Khan / khan-api

Documentation for (and examples of) using the Khan Academy API
http://www.khanacademy.org
377 stars 75 forks source link

Hindi videos in topic tree even when using lang=en-US #136

Open HosseinAgha opened 5 years ago

HosseinAgha commented 5 years ago

Take a look at this video: https://www.khanacademy.org/api/v1/videos/D3N7Yd8aHvM
It looks like an English video but both translated-youtube-url and youtube-url redirect to a hindi video.
The only thing to distinguish it is the title.
even source_language is English.
Now I'm worried that api may return some videos in other languages and mark them as English.

kdadmin commented 5 years ago

I'm not familiar with the JSON for translated videos, but:

D3N7Yd8aHvM.mp4 is a hindi video. MamrTJ7V_Vg.mp4 is the english version.

A call to: https://www.khanacademy.org/api/v1/videos/MamrTJ7V_Vg returns data on the english version.

Where did the D3N7Yd8aHvM ID come from?

Gary

HosseinAgha commented 5 years ago

I found them using the topictree api

danielhollas commented 5 years ago

I've noticed that the /topictree&kind=video endpoint sometimes contains faulty data for non-EN LTT. Specifically, I noticed that sometimes translated_youtube_id == youtube_id, even though given video was dubbed/recreated. Not sure whether this is related to this ticket.

It is safer to use the /video/ endpoint for each specific video.

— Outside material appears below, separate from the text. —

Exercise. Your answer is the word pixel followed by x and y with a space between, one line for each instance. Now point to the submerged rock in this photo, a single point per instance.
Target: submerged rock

danielhollas commented 5 years ago

@HosseinAgha I've just realized what the problem is here. For certain technical reasons, the English TT indeed contains certain content in Hindi. This is unfortunate, but you can workaround this issue by filtering out certain courses. For example, look where the video you mentioned is located:

https://www.khanacademy.org/math/in-in-class-8-math-india-hindi/in-in-8-mensuration-hindi/area-of-trapezoids-composite-figures-hindi/v/finding-area-by-rearranging-parts-hindi

I think this is expected behavior and this ticket can be closed. I should open a separate ticket for the issue in my last comment. One thing that could be improved is the "source_language" field, although I am not sure where it is coming from.